As far as monthly weather outlooks from the NWS CPC, two products are issued each month:
- The initial or 0.5-month lead outlook in the middle of the month
- The final outlook issued on the last day of the month.
These outlooks are not like a weather forecast you see on TV or hear on the radio. They are probabilistic products, meaning that they give probabilities of behavior. Instead of a high temperature of 71 degrees tomorrow as seen in a forecast, climate outlooks may show a 60% chance of temperatures being above average two weeks out, for example.
For the May 2020 outlooks, the initial 0.5-month lead was released on April 16 while the final set of outlooks was issued on April 30. As you can see in the first image, there was a notable shift from the initial outlooks with increased chances for colder than average temperatures (blue) and elevated chances of drier conditions (brown). Initially, most of Iowa had slightly elevated chances for wetter conditions. It is important to note that the final monthly outlooks have a strong reliance on the first two-week period of the month. You’ll note that the final May outlooks closely track the general signals in the current 8-14 day outlooks (shown below).
Over the last few months, we’ve seen considerable flips between the initial and final outlooks, as well as the outlooks compared to reality. Just looking at how April ended up in Iowa, conditions were cooler and drier than what the outlooks indicated.
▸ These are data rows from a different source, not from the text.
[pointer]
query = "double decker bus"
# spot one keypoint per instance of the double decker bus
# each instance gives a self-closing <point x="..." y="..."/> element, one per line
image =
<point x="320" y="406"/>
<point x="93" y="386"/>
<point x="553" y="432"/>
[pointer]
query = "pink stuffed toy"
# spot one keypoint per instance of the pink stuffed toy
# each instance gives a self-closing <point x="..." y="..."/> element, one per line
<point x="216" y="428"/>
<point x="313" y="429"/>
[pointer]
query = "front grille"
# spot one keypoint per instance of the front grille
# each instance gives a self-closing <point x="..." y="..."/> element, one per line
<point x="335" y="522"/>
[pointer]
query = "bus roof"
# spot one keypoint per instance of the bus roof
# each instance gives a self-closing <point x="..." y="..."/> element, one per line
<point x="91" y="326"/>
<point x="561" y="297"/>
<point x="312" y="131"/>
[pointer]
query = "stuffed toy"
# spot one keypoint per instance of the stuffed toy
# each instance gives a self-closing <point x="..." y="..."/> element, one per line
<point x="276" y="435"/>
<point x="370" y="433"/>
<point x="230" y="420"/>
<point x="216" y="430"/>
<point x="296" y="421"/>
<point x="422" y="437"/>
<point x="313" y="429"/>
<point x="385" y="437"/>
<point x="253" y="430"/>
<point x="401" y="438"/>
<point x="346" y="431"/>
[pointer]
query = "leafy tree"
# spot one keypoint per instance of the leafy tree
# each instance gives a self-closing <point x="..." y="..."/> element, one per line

Short-term outlooks cover two time frames, 6-10 and 8-14 days and hence, give guidance out 1.5 to 2 weeks. These products are issued daily in the afternoon. Recent short-term outlooks have been fairly accurate; they’ve been showing a trend towards cooler and drier condition over the last several iterations. Iowa has been drier than normal for the last 30 days, though this has been counter-balanced by adequate to surplus sub-soil moisture. With a nice stretch of pleasant weather, farmers have been making great progress in the fields. Looking forward into the beginning half of May, conditions are looking cooler and drier. If we examine the May-June-July outlooks, probabilities suggest that Iowa will experience wetter than average conditions with no clear-cut signal for temperature.
The “So What” point of the story is that the longer-term outlooks provide general guidance for the month and season with short-term outlooks highlighting the upcoming expected behavior, such as shifts in temperature and precipitation patterns. Coupled with weather forecasts, the short-term outlooks provide great insight into the development of favorable windows for planting and harvest.